そうこうしているうちに、ようやく鯛焼きが冷めてきたので食べてみた。

「お、アップルカスタードうまっ!てか甘っ!」

「かなてぃ、一口ちょーだい」

結城が物欲しそうな顔して言った。

定番の鯛焼きがいいとか言いながら、こっちも気になってんじゃん。

「おー、いいよ。
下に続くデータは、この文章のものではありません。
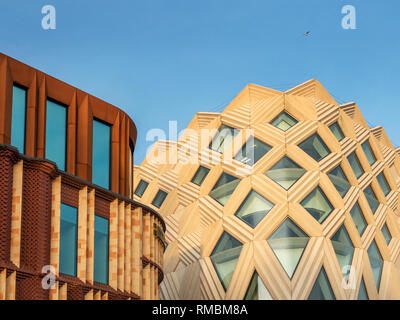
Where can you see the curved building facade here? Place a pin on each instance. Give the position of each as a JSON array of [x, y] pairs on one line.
[[70, 229], [283, 195]]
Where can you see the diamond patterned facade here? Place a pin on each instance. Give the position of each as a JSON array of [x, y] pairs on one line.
[[308, 217]]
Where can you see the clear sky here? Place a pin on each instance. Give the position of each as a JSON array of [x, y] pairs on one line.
[[163, 60]]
あ…」

手渡ししようと思ったんだけど、その前に結城が俺の手元に前のめりになった。

結城のさらさらの髪の毛が俺の目の前を横切る。

続いて何故かシャンプーの甘い匂いがした。

もう放課後なのに、何でシャンプーの匂いがするんだよ、こいつ。

そして結城は俺の胸元らへんにあった鯛焼きを一口食べた。

「ん!おいしい!」

結城は俺の方を見上げて、目をキラキラさせながら言った。

あー、神様。

俺今死んでもいい。

「…なんかもう、持って帰りてぇ」

心の声が漏れてしまった。

「あ、テイクアウトする?」

「鯛焼きじゃねーよ!結城の事をだよ!」

「えーなにそれ」

結城が笑った。

冗談だと思ったらしい。

なかなか伝わんねーなぁ。

俺の心の中、開けて見せてやりたいよ。

「なぁ、結城のも一口食いたい」

「いいよ、はい」

結城が俺の口元に自分の鯛焼きを差し出した。

俺は結城の手首をさり気なく掴みつつ、ガブッとひとかじりした。

あんこの甘みが口の中に広がる。

「どう?」

「んーうまい!」

「安定のあんこだよね!」

「あぁ、安定の定番だな!」

鯛焼きひとつでこんなに盛り上がれる俺ら。

こんな、何でもないささいなやりとりが俺にとっては凄く楽しいし、幸せだった。

少しずつ、こんな日々を増やしていきたい。

「なぁ、結城」

「なに?」

「高校生活もあと半分くらいだしさ、これからも結城との思い出を沢山作っていきたいな、俺」

結城は、急にどうした?みたいな顔で一瞬俺を見たが、すぐに

「うん、僕もだよ」

と言って、ニコッと笑う。

そのえくぼを指でつついてみた。

「わ、なに?」

「べつにー」

すると結城が仕返しとばかりに俺のほっぺを指でつついた。

「なんだよ」

「べつにー」

そう言って結城はまた鯛焼きを頬張る。

今日もきっと思い出のひとつになるんだろうな。

ささやかで小さな1日だけど、俺にとって大切な1日だ。